### **Cell 1: Environment Setup and Dependency Fixes**

When I started running the notebook, I encountered a binary incompatibility error because the latest version of Numpy (2.0+) conflicts with the current Transformers library. To fix this, I force-installed a legacy version of Numpy (<2.0). I also installed `dadmatools` for Persian text normalization and `sentence-transformers` for the vector embedding tasks.

In [None]:
!pip uninstall -y transformers sentence-transformers numpy
!pip install -U "sentence-transformers>=3.0.0" transformers "numpy<2.0" dadmatools python-Levenshtein pandas

### **Cell 2: Importing Libraries and GPU Check**

Here, I am importing the necessary libraries. I'm using `pandas` for data handling and `torch` to manage the computation device. I included a check to ensure the code detects the GPU (CUDA); otherwise, generating embeddings for 10,000 rows would take too long on the CPU.

In [16]:
import pandas as pd
import numpy as np
import torch
import Levenshtein
from dadmatools.normalizer import Normalizer
from sentence_transformers import SentenceTransformer

# checking if cuda is available to speed up the embedding process
device = 'cuda' if torch.cuda.is_available() else 'cpu'
print(f"Running on: {device}")

Running on: cuda


### **Cell 3: Building the Root-Word Dictionary**

To handle Rule 5 (Singular/Plural and Root variations), I cannot rely solely on the model. I used the provided `dataset_sample.csv` to build a lookup dictionary. I iterate through the file, and wherever the validation column confirms a relationship (e.g., "valid" or "duplicate"), I map the derivative word to its root (Lemma). This allows me to normalize words like "تاجر" to "تجارت" before processing.

In [17]:
# loading the dataset that contains root and derivative pairs
try:
    lemma_df = pd.read_csv('/kaggle/input/mydatasets/dataset_sample.csv')
    
    lemma_dict = {}
    # these markers in the csv indicate that the words are related
    valid_markers = ['بله', 'تکراری', 'بله.', 'بله ']

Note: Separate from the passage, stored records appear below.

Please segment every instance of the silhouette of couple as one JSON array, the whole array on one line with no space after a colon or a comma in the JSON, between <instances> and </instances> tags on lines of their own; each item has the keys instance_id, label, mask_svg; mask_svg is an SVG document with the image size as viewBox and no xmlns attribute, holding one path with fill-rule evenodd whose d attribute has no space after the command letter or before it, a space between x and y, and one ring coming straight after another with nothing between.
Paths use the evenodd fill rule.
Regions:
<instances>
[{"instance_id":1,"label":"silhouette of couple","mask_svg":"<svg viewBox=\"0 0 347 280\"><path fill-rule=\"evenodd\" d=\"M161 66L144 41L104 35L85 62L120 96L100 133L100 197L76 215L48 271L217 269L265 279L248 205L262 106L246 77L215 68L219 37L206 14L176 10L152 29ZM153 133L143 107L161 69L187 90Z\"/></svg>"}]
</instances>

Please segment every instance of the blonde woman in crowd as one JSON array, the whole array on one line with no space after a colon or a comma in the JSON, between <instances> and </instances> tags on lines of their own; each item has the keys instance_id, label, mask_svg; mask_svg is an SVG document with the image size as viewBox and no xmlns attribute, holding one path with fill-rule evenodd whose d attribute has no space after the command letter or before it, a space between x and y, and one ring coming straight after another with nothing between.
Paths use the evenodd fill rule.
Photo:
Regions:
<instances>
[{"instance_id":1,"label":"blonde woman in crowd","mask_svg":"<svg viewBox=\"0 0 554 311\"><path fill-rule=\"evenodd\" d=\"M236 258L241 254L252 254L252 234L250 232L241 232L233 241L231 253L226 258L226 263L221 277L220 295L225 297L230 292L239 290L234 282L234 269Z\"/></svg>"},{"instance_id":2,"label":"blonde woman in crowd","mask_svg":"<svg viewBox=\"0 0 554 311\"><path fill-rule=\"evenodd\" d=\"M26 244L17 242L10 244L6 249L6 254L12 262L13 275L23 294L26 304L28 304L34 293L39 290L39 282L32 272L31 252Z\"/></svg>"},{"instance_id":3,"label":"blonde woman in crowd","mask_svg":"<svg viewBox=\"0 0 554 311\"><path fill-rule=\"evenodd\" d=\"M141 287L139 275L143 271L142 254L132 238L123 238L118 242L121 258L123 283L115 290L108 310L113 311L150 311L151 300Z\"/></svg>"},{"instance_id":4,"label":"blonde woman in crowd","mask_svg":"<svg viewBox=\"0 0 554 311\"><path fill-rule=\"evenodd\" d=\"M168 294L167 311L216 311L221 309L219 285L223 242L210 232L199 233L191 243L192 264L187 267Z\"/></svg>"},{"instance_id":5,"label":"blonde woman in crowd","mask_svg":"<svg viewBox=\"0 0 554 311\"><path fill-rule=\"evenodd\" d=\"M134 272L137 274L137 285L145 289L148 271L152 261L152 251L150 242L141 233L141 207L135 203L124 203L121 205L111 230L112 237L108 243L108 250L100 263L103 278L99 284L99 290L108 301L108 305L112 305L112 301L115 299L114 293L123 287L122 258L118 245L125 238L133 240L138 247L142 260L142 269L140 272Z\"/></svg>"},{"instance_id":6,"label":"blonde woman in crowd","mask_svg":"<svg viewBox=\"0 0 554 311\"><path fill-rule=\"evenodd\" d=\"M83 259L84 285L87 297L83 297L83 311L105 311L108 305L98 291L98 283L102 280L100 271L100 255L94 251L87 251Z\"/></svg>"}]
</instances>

    for index, row in lemma_df.iterrows():
        status = str(row['valid']).strip()
        
        # if the relationship is valid, add it to the dictionary
        if status in valid_markers:
            root = str(row['lem']).strip()
            word = str(row['derivitive']).strip()
            lemma_dict[word] = root
            
    print(f"Dictionary built. Contains {len(lemma_dict)} root mappings.")
    
except FileNotFoundError:
    print("Error: dataset_sample.csv not found. please check the path.")
    lemma_dict = {}

Dictionary built. Contains 820 root mappings.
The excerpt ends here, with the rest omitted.